The model derived above implies the following:

  • The utility associated with nonintensive management is worse in areas that are intensive. This occurs because a high prevalence of intensive surgical treatment crowds out good medical management.
  • In intensive areas, patient utility will be higher among patients who are most appropriate for intensive management, but lower among patients who are more appropriate for medical management. In other words, the area’s specialization in intensive management helps patients who are appropriate for this type of care through higher survival or lower costs, but patients who require less intensive management are harmed by the area’s specialization in intensive management.
  • Marginal patients receiving the intensive treatment in intensive areas will be less appropriate for the treatment than the average patient receiving the intensive treatment.
  • Among those receiving intensive treatment, the benefit to receiving intensive treatment in the intensive area is larger than the benefit in the nonintensive area.


This model is able to generate a number of relationships typically observed in the data. The author explain.

In particular, our productivity spillovers model can generate (1) substantial differences across areas in the use of intensive procedures that are unrelated to average patient outcomes, (2) a negative correlation between surgical intensity and the quality of medical management of a condition, and (3) large returns to receiving the intensive intervention, particularly in high-intensity areas.

Empirical Results

The authors wish to test if the performance of cardiac catheterization has geographic spillovers. The authors use data from the Medicare National Claims History (NCH) file to identify all AMI discharges. Because the patients that are unobservably more likely to respond positivtely to cardiac catheterization are also the patients most likely to receive this treatment, we have an endogeneity issue. To address this problem, the authors use an instrumental variables approach. The instrument is the differential distance (measured as the distance between the patient’s zip code of residence and the nearest catheterization hospital minus the distance to the nearest non-catheterization hospital.

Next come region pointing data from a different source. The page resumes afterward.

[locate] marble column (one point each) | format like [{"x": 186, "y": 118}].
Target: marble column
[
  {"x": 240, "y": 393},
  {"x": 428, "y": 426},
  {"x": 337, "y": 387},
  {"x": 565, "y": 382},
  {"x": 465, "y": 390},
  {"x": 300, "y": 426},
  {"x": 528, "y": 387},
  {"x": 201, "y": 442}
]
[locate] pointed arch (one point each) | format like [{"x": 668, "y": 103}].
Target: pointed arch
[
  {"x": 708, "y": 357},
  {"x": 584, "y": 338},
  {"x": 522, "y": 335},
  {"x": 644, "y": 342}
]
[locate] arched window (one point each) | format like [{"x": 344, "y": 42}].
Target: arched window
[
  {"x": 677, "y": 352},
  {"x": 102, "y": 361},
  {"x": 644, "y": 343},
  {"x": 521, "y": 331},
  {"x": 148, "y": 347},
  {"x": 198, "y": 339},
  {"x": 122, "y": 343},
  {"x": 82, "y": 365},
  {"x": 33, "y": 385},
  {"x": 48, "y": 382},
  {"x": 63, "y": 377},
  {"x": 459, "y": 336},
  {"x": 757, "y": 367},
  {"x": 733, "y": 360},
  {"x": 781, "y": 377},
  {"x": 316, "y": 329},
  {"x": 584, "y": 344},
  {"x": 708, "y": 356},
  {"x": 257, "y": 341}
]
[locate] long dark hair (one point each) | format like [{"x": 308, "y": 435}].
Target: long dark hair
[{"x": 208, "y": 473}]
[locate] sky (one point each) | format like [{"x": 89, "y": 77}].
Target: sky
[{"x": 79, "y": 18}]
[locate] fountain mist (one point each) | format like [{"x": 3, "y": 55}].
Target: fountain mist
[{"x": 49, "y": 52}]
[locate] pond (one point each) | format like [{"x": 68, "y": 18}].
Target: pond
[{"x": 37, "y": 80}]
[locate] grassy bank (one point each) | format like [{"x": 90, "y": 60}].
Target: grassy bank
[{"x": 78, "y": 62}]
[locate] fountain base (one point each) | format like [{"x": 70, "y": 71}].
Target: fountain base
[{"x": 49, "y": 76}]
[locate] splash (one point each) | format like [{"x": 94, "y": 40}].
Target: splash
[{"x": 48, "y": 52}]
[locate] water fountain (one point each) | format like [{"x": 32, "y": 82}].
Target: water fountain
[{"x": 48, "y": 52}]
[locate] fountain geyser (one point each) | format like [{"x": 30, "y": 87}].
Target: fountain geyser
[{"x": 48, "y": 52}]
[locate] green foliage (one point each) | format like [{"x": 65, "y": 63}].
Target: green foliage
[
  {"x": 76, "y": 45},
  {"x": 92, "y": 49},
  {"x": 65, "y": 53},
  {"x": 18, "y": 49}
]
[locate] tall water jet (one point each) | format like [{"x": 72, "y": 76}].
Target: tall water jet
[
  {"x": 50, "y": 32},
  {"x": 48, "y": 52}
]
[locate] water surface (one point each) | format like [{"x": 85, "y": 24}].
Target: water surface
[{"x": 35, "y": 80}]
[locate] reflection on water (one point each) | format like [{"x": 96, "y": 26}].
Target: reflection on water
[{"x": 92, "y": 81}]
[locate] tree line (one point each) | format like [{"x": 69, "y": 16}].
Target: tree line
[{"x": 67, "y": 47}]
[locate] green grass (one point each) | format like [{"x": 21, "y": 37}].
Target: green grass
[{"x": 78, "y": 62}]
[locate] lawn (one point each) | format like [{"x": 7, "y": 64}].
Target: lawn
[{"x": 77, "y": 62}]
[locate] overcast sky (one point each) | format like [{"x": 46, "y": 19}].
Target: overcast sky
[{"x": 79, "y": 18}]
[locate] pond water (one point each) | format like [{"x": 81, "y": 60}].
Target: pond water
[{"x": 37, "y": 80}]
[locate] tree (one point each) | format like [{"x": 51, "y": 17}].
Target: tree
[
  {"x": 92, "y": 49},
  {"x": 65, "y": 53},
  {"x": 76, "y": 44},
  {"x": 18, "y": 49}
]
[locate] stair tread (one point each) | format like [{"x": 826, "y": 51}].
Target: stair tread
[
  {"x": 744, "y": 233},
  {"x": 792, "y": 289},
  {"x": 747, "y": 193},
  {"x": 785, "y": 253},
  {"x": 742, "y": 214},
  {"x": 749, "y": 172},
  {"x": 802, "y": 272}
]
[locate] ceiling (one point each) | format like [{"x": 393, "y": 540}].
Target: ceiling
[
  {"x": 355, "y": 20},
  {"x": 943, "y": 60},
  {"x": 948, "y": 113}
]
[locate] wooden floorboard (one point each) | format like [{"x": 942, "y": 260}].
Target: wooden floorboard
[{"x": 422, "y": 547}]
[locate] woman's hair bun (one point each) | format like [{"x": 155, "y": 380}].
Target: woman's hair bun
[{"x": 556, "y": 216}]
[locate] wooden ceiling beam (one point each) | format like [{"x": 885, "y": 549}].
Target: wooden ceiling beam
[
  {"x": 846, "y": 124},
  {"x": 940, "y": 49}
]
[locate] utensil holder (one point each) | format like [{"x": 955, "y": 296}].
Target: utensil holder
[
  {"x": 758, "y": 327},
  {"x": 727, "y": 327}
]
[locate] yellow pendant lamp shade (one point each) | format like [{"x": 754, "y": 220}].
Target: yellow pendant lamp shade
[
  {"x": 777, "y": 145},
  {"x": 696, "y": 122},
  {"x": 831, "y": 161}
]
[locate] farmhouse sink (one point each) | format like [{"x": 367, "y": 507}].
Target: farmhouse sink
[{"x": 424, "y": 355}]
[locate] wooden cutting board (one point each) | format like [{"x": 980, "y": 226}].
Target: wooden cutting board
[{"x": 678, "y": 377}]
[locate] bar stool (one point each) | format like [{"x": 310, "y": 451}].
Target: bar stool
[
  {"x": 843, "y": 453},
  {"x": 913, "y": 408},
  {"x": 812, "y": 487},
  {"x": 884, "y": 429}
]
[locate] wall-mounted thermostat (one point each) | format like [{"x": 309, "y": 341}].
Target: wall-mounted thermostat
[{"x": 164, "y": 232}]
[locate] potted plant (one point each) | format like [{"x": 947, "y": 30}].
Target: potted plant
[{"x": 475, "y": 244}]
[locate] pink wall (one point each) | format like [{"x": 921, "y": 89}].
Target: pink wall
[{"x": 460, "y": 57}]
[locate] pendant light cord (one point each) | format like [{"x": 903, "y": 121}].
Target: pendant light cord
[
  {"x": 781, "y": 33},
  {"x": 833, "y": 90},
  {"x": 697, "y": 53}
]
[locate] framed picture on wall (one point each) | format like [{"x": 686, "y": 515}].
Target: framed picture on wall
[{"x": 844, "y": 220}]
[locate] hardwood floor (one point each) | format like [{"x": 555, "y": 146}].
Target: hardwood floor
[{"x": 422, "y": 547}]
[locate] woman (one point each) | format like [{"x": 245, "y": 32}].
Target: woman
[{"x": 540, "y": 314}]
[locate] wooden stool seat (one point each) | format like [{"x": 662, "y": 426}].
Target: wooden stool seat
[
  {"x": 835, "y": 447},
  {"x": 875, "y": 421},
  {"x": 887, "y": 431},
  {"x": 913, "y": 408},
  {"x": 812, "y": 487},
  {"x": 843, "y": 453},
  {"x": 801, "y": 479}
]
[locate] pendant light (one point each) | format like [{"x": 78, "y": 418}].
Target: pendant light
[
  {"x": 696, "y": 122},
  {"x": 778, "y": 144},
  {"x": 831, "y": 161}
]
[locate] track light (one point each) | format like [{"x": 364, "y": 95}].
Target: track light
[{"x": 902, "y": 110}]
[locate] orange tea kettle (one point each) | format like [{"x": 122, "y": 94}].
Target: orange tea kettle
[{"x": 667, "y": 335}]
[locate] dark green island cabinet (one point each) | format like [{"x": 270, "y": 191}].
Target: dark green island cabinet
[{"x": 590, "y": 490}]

The results of the authors’ analysis–which largely coincide with the predictions of their model–are the following:

  • As predicted by the Roy model, as the area’s intensity increases, the marginal patient is 4.5 percentage points less likely to be appropriate for intensive treatments
  • Risk-adjusted cath rates are positively associated with cardiovascular surgeons per capita (physicians who perform cardiac surgery) and the number of cath labs per capita. These correlations are consistent with the view that a higher level of support services available in high-intensity areas may contribute to the externalities.
  • “The survival return to intensive management in intensive areas is roughly three times the return observed in low-intensity areas; there is no statistically significant difference in the costs associated with the different areas…As predicted by our model, the most appropriate patients in high-intensity areas have the highest survival returns (and lowest costs) associated with intensive management, whereas the lowest survival returns (and highest costs) are seen among the less appropriate patients in low-intensity areas”
  • Patients appropriate for intensive management clearly benefit from being treated in intensive areas. However, as the productivity externality predicts, patients least appropriate for intensive treatments are harmed as a result of being treated in intensive areas.